Centralized crypto exchanges are the most important black box of the crypto ecosystem. We all use them, we have a love-hate relationship with them, and we understand very little about their internal behavior. At IntoTheBlock, we have been heads down working on a series of machine learning models that help us better understand the internal of crypto exchanges. Recently, we presented some of our initial findings at a highly oversubscribed webinar and I thought it would be elaborate further in some of the ideas discussed there.
There are several factors that contribute to the difficulty of understanding the behavior of centralized crypto exchanges. Anonymity, non-standard blockchain reconciliation procedures and regular wash trading behaviors are some of the factors that challenge most analyses of centralized crypto exchanges. In an environment in which there are not well established rules, machine learning and data science offer the best framework to unlock some of the mysteries of crypto exchanges.
In previous posts, we’ve discussed some of the internals components of the architecture of centralized crypto exchanges. In essence, there are four key components that are relevant in the behavior of centralized crypto exchanges:
· Hot Wallets: Hot wallets are typically the main interaction point between external parties and an exchange. Exchanges use this type of wallets to make an asset available to trade.
· Cold Wallets: Exchanges use cold wallets as a secured storage of crypto-assets. This type of wallets typically hold larger amounts of assets that are not intended to be traded frequently.
· Deposit Addresses: Deposit addresses are, often temporary, on-chain addresses used to transfer funds into an exchange. The focus of this type of address is to facilitate user to exchange money flows.
· Withdrawal Addresses: Withdrawal addresses are, often temporary, on-chain addresses that are used to transfer funds out of the main exchange wallet. Sometimes withdrawal addresses can play a dual role as deposit addresses.
If we think about tackling the analysis of centralized crypto exchanges using traditional machine learning, we would think about designing and implementing a model that can effectively classify specific addresses as exchanges. While that concept seems logical, it has proven unpractical when applied to centralized crypto exchanges.
For starters, the behavior of centralized crypto exchanges are too diverse and complex to encapsulate in a single model. Additionally, centralized crypto exchanges are constantly changing or updating their on-chain processes which poses a challenges for the learning dynamics of any machine learning model.

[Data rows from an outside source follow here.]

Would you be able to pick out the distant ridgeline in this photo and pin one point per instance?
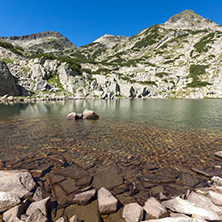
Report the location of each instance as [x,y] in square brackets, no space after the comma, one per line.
[178,59]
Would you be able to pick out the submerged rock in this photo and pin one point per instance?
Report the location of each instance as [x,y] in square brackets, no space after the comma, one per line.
[154,209]
[89,114]
[186,207]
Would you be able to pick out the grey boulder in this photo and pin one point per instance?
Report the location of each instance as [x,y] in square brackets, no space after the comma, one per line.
[132,212]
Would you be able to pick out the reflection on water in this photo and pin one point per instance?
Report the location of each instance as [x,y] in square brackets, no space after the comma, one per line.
[179,114]
[163,131]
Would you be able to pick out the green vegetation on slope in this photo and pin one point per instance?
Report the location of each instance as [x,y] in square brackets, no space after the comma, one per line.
[12,48]
[195,71]
[72,63]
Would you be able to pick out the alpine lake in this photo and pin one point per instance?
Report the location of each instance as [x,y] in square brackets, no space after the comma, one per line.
[156,144]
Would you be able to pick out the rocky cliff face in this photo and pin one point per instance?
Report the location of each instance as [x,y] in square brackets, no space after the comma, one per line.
[7,82]
[178,59]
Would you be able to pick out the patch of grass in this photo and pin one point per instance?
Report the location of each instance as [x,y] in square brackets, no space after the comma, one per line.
[16,49]
[55,81]
[25,69]
[195,71]
[161,74]
[152,37]
[202,46]
[147,83]
[7,61]
[72,62]
[102,71]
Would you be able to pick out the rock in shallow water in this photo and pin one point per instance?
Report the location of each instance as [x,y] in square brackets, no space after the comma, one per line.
[133,212]
[19,182]
[89,114]
[186,207]
[107,202]
[154,209]
[85,197]
[8,200]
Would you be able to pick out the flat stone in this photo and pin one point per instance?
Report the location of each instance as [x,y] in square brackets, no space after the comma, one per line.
[57,160]
[89,114]
[59,193]
[154,209]
[175,215]
[108,177]
[55,178]
[16,219]
[40,194]
[218,154]
[68,186]
[61,219]
[86,213]
[152,178]
[186,207]
[107,202]
[216,181]
[115,217]
[178,219]
[216,198]
[16,211]
[43,205]
[8,200]
[84,181]
[85,197]
[37,215]
[71,116]
[204,202]
[133,212]
[19,182]
[74,219]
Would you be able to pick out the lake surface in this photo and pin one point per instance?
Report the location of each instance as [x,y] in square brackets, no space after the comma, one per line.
[161,132]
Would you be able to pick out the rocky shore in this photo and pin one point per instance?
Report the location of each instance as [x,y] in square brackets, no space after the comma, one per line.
[51,189]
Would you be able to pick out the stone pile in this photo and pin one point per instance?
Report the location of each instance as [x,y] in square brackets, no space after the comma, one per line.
[65,199]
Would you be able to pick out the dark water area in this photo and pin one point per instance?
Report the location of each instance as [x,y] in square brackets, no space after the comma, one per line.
[163,132]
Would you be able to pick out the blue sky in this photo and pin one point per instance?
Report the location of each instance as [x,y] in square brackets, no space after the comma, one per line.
[83,21]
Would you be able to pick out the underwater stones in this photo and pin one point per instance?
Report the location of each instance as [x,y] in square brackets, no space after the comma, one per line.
[87,114]
[85,197]
[218,154]
[154,209]
[132,212]
[186,207]
[108,177]
[107,202]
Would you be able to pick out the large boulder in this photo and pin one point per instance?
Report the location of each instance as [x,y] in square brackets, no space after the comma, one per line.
[7,81]
[89,114]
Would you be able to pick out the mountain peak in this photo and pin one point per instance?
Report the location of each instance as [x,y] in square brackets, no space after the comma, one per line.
[189,19]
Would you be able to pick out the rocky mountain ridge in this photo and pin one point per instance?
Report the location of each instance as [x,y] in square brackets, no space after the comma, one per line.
[180,58]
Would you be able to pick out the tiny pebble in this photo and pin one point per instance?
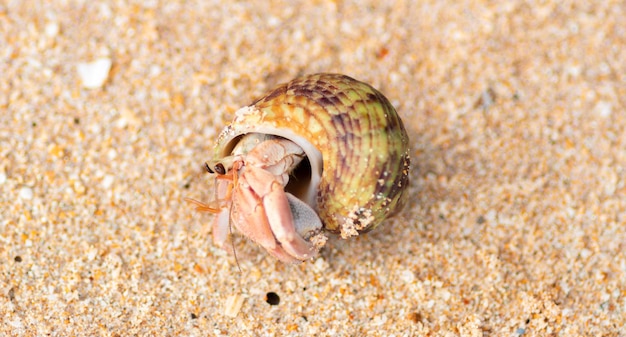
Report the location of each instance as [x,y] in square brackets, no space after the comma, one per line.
[107,182]
[94,74]
[233,305]
[26,193]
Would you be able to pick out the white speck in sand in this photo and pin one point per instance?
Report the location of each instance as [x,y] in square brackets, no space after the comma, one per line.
[94,74]
[107,182]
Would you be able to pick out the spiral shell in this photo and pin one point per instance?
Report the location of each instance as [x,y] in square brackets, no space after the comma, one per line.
[355,142]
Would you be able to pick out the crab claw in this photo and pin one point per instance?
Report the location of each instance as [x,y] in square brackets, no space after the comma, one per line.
[291,221]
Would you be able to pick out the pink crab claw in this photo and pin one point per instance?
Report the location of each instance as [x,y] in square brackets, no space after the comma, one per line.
[276,220]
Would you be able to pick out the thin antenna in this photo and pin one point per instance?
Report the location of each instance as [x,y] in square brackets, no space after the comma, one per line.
[232,242]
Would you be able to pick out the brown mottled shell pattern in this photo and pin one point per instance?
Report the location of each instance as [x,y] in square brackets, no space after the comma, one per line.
[363,143]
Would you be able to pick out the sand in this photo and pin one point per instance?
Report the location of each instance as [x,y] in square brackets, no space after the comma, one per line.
[516,223]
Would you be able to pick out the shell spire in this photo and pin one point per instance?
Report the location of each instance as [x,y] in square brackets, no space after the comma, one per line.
[356,144]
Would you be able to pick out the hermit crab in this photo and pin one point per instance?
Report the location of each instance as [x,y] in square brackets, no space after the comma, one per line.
[322,153]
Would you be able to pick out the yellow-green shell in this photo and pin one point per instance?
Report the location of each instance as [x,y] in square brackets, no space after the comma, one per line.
[363,143]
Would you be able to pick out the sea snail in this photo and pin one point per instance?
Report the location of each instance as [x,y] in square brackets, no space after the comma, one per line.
[322,153]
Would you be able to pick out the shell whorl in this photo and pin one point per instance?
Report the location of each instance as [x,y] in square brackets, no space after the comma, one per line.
[362,141]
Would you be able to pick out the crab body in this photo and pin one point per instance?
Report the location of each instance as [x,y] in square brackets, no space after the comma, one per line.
[323,151]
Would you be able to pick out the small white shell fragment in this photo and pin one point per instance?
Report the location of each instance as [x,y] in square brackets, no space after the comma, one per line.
[94,74]
[233,305]
[26,193]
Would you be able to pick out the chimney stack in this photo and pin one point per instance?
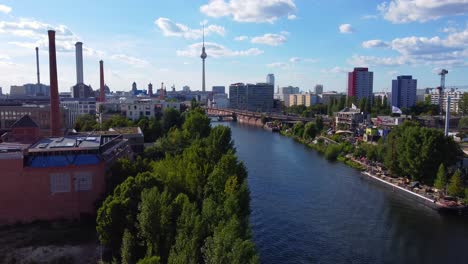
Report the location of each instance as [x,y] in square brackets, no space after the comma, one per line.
[102,93]
[37,65]
[55,123]
[150,90]
[161,92]
[79,62]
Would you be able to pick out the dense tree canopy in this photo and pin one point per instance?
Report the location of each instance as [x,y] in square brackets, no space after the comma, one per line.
[190,205]
[86,123]
[416,152]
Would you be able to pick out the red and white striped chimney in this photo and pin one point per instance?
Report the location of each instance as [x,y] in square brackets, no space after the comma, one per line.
[55,122]
[102,94]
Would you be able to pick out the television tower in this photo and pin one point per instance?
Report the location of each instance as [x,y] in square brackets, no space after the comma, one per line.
[203,57]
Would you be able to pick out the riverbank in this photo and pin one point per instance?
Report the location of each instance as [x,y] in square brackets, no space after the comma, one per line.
[321,148]
[49,242]
[427,195]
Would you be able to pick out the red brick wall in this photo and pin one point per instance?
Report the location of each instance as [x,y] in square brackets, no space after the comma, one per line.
[25,193]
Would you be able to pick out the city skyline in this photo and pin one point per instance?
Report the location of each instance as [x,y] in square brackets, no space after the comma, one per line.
[161,42]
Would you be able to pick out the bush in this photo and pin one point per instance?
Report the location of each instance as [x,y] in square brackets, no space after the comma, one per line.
[332,152]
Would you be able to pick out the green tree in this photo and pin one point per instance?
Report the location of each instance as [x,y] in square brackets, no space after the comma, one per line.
[86,123]
[226,246]
[197,124]
[194,103]
[298,129]
[455,187]
[463,104]
[117,121]
[128,247]
[155,218]
[416,152]
[332,152]
[310,130]
[463,123]
[171,118]
[319,123]
[441,178]
[150,260]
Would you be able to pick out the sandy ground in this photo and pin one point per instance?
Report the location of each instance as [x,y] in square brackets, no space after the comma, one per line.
[62,242]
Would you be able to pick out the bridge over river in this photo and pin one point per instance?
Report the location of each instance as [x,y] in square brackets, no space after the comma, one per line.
[254,118]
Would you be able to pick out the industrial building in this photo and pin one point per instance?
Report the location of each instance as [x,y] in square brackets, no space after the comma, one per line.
[306,99]
[56,176]
[361,83]
[252,97]
[404,91]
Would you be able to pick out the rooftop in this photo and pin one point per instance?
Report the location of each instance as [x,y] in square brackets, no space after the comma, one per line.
[66,143]
[25,121]
[126,130]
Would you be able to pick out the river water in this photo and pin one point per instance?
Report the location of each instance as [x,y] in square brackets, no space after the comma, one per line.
[306,209]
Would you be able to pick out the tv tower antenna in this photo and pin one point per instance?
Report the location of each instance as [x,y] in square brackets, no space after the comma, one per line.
[203,57]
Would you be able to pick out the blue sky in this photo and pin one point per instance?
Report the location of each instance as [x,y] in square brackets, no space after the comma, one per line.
[303,42]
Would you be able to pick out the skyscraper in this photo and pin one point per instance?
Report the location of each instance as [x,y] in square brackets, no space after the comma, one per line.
[404,91]
[361,83]
[203,56]
[318,89]
[271,79]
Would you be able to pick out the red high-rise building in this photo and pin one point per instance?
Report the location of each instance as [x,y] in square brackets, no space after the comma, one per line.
[102,92]
[360,83]
[55,122]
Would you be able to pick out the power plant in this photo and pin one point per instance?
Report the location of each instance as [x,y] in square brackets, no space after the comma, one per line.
[55,122]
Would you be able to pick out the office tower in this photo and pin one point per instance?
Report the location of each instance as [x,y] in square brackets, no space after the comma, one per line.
[360,83]
[404,91]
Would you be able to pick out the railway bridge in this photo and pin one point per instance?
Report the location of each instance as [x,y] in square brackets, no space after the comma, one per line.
[253,118]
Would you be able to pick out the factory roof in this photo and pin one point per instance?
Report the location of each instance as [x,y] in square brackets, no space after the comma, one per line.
[25,121]
[67,143]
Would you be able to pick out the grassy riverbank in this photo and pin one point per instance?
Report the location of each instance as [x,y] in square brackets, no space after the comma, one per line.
[331,151]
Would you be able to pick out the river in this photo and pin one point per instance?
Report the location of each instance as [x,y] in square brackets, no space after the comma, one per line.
[306,209]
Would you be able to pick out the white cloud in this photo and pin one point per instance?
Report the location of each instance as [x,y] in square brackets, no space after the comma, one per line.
[216,51]
[269,39]
[449,30]
[130,60]
[365,61]
[375,43]
[170,28]
[277,65]
[259,11]
[295,59]
[346,29]
[369,17]
[241,38]
[405,11]
[336,69]
[423,45]
[451,50]
[392,73]
[33,33]
[5,9]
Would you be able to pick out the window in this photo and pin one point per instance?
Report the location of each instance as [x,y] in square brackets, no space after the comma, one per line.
[83,181]
[59,182]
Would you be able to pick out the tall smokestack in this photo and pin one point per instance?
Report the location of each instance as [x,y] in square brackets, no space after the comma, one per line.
[102,95]
[37,66]
[150,90]
[55,122]
[79,62]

Imagine that, instead of a single machine learning model, we are able to combine multiple models into a single knowledge structure that can understand the internal patterns of centralized crypto exchanges. Different models would perform better for different architecture of centralized exchanges and the entire group should be able to be more resilient to changes. In machine learning theory, this can be accomplished using techniques known as ensemble learning.
Conceptually, ensemble models in machine learning combine the decisions from multiple models to improve the overall performance. The goal of ensemble algorithms is to combine the predictions of several base estimators built with a given learning algorithm in order to improve robustness over a single estimator.
In the case of our target problem, an interesting idea would be to construct an ensemble of models that can predict or classify specific addresses as either hot wallets, cold wallets, deposit or withdrawal. We followed a similar approach in the IntoTheBlock platform and the results have been incredibly encouraging.
Building a robust ensemble model for classifying crypto exchanges is hardly enough. To begin with, there are not enough labeled datasets about crypto exchanges to train sophisticated machine learning models. Additionally, each of these models factors in a large number of combinations of parameters which makes it extremely hard to interpret its decisions. From that perspective, complementing those machine learning models with robust data visualization frameworks can help us better understand the characteristics of centralized crypto exchanges. At IntoTheBlock, the use of data visualizations have proven to be a unique asset to understand the behavior of centralized crypto exchanges. Let’s take a look at some things we discovered.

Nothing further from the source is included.